E’ stato il direttore del carcere di Solicciano, Fabio Prestopino, a sottolineare il ruolo fondamentale che nel moderno trattamento penitenziario svolgono gli agenti, assicurando poi ai giornalisti il massimo di trasparenza e di accessibilità possibile alle informazioni del “pianeta carcere” che provengono dalla casa circondariale di Firenze. Una testimonianza preziosa quella del Procuratore della Repubblica di Firenze, Giuseppe Creazzo, che ha evidenziato anche il ruolo investigativo di un corpo di polizia che non ha soltanto il compito della custodia, ma anche quello del monitoraggio dell’insieme dei detenuti e che, in molti casi, si è tradotto in un contributo importante alle indagini della magistratura.
Il collega Stefano Fabbri ha ricordato le procedure di approccio alle “fonti” per i giornalisti che si occupano di carcere, a cominciare proprio dai detenuti che è possibile intervistare previa autorizzazione, ma anche quanto prevedono le norme deontologiche dell’Ordine dei giornalisti per questo genere di particolare attività fissate dalla Carta di Milano e che si incentrano sul rispetto sostanziale della persona privata della libertà personale. A concludere l’evento formativo, organizzato grazie al sostanziale apporto del commissario comandante del Nucleo traduzioni e piantonamenti di Sollicciano, Giuseppe Simone, è stato l’approfondito intervento del Comandante del reparto della Polizia penitenziaria della Casa circondariale. Massimo Mencaroni. Il Comandante ha insistito sul concetto di sicurezza non fine a se stesso, ma come elemento fondamentale del trattamento penitenziario, cioè dello sforzo compiuto per aderire al principio di recupero e reinserimento fissato dalla Carta costituzionale.
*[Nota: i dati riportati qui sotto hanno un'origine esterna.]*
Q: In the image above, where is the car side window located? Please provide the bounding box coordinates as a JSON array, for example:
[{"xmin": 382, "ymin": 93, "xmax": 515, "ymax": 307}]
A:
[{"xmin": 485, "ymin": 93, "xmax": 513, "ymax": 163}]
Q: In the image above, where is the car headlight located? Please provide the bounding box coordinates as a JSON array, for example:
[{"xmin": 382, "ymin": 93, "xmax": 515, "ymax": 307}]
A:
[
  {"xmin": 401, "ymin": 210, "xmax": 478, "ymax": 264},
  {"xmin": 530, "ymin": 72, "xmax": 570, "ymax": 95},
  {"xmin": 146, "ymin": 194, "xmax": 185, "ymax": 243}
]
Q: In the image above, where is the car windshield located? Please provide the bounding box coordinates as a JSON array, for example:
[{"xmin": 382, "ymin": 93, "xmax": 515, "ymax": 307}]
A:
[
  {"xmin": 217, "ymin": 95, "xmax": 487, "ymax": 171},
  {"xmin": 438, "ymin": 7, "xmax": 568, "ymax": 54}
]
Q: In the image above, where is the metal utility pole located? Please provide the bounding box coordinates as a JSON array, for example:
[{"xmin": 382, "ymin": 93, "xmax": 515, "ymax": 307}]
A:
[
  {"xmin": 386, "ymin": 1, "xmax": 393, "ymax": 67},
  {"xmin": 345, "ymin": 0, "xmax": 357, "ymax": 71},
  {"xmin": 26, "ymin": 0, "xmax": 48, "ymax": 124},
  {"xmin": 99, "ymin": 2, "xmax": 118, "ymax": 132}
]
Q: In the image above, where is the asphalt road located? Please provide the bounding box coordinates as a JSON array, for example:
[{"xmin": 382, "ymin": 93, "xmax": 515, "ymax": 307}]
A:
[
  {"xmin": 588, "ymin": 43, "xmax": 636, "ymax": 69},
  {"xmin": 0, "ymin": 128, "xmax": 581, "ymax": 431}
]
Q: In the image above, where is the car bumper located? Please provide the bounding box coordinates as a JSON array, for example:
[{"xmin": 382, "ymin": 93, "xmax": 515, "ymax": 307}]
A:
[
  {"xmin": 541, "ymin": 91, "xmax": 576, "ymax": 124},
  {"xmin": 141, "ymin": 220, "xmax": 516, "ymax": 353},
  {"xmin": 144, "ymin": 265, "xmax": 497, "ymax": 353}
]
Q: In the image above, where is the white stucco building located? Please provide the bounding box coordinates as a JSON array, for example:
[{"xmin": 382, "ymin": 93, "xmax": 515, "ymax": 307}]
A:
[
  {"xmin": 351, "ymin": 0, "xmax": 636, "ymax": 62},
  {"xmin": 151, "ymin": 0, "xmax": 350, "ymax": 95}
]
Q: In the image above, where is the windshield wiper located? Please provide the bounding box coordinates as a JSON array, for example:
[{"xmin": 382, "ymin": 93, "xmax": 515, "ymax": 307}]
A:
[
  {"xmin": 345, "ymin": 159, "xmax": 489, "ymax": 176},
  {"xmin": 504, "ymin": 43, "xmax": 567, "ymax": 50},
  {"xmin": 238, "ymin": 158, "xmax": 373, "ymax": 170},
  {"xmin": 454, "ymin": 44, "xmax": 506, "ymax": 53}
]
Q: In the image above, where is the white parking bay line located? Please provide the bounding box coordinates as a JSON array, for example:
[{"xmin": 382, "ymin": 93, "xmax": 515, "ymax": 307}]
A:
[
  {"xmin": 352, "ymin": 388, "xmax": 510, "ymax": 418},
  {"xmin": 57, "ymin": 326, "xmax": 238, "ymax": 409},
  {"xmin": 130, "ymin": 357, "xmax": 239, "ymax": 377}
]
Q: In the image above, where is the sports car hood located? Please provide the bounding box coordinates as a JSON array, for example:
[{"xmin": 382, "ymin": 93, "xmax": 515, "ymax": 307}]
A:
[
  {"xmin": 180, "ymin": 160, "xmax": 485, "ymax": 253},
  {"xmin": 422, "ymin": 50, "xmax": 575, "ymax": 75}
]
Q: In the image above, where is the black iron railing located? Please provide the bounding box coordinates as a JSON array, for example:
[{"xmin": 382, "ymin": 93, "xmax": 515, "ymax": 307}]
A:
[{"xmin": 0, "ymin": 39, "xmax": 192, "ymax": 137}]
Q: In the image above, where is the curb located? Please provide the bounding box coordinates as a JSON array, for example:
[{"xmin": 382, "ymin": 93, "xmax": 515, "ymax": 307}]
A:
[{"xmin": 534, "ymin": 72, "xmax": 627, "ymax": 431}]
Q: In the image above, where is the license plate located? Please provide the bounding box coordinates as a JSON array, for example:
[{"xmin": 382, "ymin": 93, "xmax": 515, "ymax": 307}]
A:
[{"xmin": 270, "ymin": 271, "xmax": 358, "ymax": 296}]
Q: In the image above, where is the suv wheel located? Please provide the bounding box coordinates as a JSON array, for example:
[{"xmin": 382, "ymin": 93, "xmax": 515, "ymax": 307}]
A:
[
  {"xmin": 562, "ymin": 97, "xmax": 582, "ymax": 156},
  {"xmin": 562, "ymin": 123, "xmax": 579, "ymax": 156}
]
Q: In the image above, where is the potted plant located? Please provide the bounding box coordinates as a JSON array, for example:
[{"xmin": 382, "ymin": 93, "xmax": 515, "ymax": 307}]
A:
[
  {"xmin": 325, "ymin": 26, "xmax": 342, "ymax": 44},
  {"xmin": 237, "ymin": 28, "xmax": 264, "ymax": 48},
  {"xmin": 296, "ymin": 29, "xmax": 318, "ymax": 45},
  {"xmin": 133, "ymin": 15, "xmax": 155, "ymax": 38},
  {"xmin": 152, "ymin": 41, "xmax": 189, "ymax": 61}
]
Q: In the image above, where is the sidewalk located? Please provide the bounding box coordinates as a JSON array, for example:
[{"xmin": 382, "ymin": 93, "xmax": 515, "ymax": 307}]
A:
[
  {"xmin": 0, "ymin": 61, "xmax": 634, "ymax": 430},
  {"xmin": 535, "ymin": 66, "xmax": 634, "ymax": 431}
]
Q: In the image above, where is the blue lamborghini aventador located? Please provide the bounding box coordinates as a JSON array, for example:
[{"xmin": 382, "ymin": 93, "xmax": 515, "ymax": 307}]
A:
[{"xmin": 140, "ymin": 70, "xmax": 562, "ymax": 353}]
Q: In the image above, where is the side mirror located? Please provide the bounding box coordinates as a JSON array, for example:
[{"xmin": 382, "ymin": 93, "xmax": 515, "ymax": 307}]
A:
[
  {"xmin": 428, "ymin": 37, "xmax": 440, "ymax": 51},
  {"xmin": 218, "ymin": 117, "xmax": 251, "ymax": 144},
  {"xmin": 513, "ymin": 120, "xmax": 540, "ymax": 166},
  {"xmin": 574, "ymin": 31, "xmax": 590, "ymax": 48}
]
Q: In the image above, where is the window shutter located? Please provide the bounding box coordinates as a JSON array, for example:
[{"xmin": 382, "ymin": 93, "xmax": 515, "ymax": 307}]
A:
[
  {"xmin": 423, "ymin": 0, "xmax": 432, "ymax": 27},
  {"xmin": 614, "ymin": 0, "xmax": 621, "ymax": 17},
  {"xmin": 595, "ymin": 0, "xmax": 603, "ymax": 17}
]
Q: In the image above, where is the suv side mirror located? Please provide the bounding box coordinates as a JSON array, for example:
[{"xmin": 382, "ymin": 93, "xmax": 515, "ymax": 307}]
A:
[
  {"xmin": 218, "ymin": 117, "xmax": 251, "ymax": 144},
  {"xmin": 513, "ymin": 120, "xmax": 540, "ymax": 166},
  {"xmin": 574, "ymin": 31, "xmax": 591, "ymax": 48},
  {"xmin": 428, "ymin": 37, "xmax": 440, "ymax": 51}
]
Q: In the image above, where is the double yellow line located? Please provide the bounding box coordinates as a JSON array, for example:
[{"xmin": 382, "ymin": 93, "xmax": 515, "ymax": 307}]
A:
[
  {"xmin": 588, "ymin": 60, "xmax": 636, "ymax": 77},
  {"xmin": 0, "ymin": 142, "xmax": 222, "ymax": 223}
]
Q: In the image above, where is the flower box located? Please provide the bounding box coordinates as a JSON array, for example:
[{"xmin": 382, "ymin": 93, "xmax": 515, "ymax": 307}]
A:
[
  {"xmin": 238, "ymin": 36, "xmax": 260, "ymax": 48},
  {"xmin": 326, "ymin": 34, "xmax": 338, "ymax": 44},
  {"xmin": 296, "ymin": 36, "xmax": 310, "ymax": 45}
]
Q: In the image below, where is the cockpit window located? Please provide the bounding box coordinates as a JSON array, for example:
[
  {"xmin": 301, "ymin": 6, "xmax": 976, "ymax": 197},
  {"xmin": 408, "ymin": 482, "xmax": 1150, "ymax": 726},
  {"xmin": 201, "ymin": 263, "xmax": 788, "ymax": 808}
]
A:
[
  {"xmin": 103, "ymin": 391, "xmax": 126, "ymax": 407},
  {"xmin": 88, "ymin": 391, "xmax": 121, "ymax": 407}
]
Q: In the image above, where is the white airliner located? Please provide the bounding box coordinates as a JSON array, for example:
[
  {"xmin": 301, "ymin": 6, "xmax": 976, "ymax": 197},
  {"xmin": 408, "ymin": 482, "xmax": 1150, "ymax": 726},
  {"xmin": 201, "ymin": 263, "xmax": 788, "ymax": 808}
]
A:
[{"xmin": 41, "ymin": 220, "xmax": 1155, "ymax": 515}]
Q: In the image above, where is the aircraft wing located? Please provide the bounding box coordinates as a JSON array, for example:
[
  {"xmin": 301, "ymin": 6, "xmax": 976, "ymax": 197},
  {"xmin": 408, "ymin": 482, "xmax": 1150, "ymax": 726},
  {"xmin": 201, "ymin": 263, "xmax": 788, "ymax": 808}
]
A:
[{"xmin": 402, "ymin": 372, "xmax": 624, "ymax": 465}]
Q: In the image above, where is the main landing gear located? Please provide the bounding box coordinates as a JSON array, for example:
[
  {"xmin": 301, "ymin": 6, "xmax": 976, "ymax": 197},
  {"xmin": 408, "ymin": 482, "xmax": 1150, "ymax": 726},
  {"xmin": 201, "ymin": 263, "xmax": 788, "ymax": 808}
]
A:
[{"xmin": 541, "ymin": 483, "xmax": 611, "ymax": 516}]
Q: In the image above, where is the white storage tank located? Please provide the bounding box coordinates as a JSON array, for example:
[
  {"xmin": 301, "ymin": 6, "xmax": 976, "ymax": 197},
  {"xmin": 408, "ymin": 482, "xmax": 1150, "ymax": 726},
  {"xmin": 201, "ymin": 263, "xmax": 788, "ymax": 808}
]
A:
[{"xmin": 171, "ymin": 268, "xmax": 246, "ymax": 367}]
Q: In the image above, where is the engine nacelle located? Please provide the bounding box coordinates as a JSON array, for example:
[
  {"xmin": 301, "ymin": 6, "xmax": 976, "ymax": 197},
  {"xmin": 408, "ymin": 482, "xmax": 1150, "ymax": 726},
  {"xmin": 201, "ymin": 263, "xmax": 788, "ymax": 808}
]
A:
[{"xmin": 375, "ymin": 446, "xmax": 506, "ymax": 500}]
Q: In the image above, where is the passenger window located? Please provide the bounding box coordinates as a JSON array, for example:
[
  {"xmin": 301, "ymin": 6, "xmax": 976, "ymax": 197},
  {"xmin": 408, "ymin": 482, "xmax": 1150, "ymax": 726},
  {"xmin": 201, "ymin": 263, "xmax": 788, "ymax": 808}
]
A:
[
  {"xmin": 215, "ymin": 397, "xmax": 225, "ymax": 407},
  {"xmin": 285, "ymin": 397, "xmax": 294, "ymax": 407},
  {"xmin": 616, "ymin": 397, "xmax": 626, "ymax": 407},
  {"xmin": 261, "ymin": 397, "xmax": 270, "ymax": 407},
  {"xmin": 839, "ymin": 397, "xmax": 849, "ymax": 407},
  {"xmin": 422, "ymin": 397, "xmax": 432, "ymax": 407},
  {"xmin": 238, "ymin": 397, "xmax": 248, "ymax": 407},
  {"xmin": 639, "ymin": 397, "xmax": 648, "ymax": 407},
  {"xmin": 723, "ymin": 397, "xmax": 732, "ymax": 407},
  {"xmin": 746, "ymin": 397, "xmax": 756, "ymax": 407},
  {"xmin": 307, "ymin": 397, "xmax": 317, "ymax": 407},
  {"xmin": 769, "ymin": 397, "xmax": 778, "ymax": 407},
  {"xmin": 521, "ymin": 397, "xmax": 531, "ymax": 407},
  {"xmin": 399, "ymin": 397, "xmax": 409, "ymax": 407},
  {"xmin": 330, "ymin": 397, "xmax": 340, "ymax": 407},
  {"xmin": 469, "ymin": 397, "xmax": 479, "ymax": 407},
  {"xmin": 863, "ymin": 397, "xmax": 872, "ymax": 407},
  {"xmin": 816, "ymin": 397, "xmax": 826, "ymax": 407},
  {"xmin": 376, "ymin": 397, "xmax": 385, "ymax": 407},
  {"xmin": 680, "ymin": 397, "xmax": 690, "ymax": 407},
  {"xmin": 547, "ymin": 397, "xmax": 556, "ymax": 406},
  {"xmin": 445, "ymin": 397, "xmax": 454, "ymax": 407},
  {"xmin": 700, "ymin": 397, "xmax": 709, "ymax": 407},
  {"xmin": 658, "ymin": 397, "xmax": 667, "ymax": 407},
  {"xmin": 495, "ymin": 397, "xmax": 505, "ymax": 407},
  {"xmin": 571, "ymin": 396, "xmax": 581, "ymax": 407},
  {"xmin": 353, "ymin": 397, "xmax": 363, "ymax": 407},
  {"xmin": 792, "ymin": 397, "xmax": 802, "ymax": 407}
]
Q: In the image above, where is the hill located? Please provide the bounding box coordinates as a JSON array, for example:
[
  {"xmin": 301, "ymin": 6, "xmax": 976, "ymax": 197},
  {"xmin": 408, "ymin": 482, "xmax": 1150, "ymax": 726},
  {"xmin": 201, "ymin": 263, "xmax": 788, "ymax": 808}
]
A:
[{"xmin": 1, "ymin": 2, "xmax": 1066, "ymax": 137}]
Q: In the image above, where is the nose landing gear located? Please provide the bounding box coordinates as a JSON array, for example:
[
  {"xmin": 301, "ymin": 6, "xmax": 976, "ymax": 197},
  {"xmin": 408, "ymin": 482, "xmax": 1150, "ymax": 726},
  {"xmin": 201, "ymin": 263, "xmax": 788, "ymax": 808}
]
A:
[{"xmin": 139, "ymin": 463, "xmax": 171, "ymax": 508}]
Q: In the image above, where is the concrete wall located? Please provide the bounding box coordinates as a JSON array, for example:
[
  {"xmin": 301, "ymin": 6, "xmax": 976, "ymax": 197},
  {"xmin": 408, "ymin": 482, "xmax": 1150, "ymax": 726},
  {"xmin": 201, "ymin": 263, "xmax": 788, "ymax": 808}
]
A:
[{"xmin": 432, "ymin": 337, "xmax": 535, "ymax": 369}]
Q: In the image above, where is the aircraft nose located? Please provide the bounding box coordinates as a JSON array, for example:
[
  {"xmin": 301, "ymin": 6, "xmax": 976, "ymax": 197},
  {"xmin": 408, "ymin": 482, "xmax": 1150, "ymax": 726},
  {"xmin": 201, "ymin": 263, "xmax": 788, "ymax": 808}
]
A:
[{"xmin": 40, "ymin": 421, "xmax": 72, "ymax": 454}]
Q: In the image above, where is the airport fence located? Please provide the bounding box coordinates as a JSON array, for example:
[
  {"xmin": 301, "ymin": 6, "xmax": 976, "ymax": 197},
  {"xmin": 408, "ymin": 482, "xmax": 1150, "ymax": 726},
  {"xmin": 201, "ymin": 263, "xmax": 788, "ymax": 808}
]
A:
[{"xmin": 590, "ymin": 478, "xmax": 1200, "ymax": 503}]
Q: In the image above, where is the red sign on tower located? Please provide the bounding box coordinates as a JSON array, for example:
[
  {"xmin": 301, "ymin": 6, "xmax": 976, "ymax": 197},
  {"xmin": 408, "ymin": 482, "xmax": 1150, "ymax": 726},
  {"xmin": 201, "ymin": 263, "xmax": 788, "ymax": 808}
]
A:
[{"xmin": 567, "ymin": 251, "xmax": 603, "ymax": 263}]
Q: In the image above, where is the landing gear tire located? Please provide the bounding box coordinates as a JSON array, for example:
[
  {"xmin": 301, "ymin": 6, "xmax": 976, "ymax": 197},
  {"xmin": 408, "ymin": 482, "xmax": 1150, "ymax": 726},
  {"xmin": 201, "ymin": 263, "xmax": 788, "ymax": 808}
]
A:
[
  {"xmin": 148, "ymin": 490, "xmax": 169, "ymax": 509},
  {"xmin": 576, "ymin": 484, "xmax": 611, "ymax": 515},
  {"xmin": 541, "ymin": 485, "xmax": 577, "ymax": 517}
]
Particolare attenzione viene posta anche nella vigilanza contro la radicalizzazione in carcere di elementi potenzialmente pericolosi sul fronte del terrorismo internazionale: sui 60.000 detenuti italiani circa un terzo sono stranieri e in gran parte provenienti dalle aree più a rischio, soprattutto dal Maghreb; una proporzione che a Firenze è del tutto invertita poiché su circa 800 detenuti, a fronte di circa 450 agenti di polizia penitenziaria, solo un terzo sono italiani. L’istituto di Sollicciano è uno dei sei istituti di pena pilota in Italia del progetto per il contrasto alla radicalizzazione jihadista. E, sempre a proposito di numeri, i posti letto regolamentari per i detenuti sono 500, mentre 760 quelli tecnicamente disponibili. Dopo la cosiddetta “sentenza Torreggiani” della Corte europea dei diritti dell’uomo, che fissa in tre metri quadrati lo spazio minimo per ogni detenuto, paradossalmente, e per fortuna solo teoricamente vista la particolare configurazione architettonica di Sollicciano, i posti letto potrebbero essere 1.500. Infine il rapporto con la città e con il tessuto sociale: oltre agli agenti di Polizia penitenziaria, al personale educativo e amministrativo, ad assistere ed occuparsi dei detenuti sono il personale sanitario della Asl, i docenti scolastici, decine di volontari impegnati nelle attività culturali e sportive. Riguardo ai detenuti, solo un terzo è impegnato in attività rieducative e circa 160 in attività lavorative. “Non ci basta – ha detto il direttore Prestopino – perché il lavoro è una componente fondamentale della vita in carcere e della vita che attende i detenuti una volta fuori. E per migliorare – ecco l’appello – abbiamo bisogno della collaborazione delle imprese”.